Appendix A - Detail of Statistical model
The “advanced” statistical analysis uses linear regression techniques to establish both a counterfactual and assess the impact of the peak fares Pilot.
The approach used is a “General to Specific” methodology – all variables are initially included, and a model estimated. Then the most statistically insignificant variable is excluded and the model re-run. This is repeated until all remaining variables are significant. The full list of variables is as follows:
Variable | Description |
---|---|
Constant | A standard constant or intercept |
Trend | An overall trend growth rate |
PFT Dummy | A Peak Fares Trial Dummy - A variable that takes the value 1 from October 1 2023 and 0 before and allows a shift in demand from the Pilot to be estimated |
PFT trend | A trend variable from October 1 2023 that allows the ongoing impact of the Pilot to be estimated |
Day of the week variables | Wednesday is chosen as the base and Sunday, Monday, Tuesday, Thursday, Friday and Saturday variables take the value 1 on relevant day of the week to allow daily variations to be captured* |
Month variables | Similar to the Day variables, September is chosen as the base* (All other months take the value 1 when applicable). This is a standard way of capturing seasonal impacts. |
XmasNewYear | To account for distinctly different travel demand over the Christmas and New Year period. |
Sport | 1 if there was a major sporting event that would be assumed to influence rail demand on the day |
Concert | 1 if there was a major concert or cultural event on the day |
Strike | 1 if strike action within Scotland. |
Bad weather | 1 if yellow weather warning on day |
Extreme weather | 1 if major weather event on day. |
Travel demand difference | Proxy variable for general travel demand. Is the variation in road travel demand from the equivalent period in 2019 as percentage variation. Various specifications tested and make no difference to other results and just vary interpretation of this variable. |
*Note that the choice of the base has no impact on the overall results only the interpretation – for example, the Day variables show the impact of each day compared with the base (Wednesday).
For brevity only the results of the full data model are reported.
The coefficients are discussed below. The Standard Errors are part of the measure of statistical significance.
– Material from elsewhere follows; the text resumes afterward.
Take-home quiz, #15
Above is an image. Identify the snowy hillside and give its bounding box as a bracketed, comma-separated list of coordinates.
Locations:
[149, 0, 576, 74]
The star ratings reflect significance at the 10% level (*), 5% level (**) and less than 1% level (***) respectively. A lower value is better.
Variable | Coefficient | Std. Error | Star rating |
---|---|---|---|
Constant | 172648.0 | 2852.35 | *** |
PFT Dummy | 8598.8 | 4177.52 | ** |
Trend | 116.8 | 6.47248 | *** |
Peak Fares Trend | −140.1 | 26.8472 | *** |
Xmas New Year | −47609.3 | 5009.91 | *** |
Jan | −19278.5 | 3372.00 | *** |
June | −14495.2 | 3304.30 | *** |
July | −10417.5 | 3316.79 | *** |
Aug | 14522.8 | 3294.85 | *** |
Dec | 7474.02 | 3637.33 | ** |
Sat | 18070.4 | 2754.28 | *** |
Sun | −91055.6 | 2733.20 | *** |
Mon | −17992.6 | 2712.70 | *** |
Thur | 4611.2 | 2712.94 | * |
Fri | 19642.7 | 2703.65 | *** |
Sport | 17484.3 | 3525.76 | *** |
Concert | 15848.7 | 5114.80 | *** |
Strike | −119413.0 | 5229.13 | *** |
Weather | −26313.2 | 4169.88 | *** |
Extreme Weather | −84368.7 | 9473.02 | *** |
Travel Demand Diff | 906.8 | 275.004 | *** |
Use of 10% significance is appropriate for a regression of this type but with the exception of the Thursday variable all variables are significant at the highest level (1%) except PFT Dummy which is significant at 5%.
The R-Squared (0.835) and Adjusted R-squared (0.830) values of the model show that it explains around 83% of the variation in the data.
For this model, the variables February, March, April, May, October and November were insignificant with the remainder remaining in the model. For example, this implies that all other things being equal, daily demand in June of any year was around 14,500 journeys less than the demand in September. In terms of the day of the week variables, Tuesday was insignificant implying that Tuesday demand is not significantly different from Wednesday demand, but all other Day variables were significant and reflect varying travel pattens over the course of an average week,
All the event variables were significant with the expected signs (positive or negative) and the Travel Demand Diff variable was significant and positive suggesting rail demand is higher when total (non-rail) demand is higher. Xmas New Year was also significant and negative as would be expected.
The values and signs of all the significant co-efficient are sensible intuitively. The obvious exception is the negative value for the Peak Fares Trend variable, and this is discussed in the main text.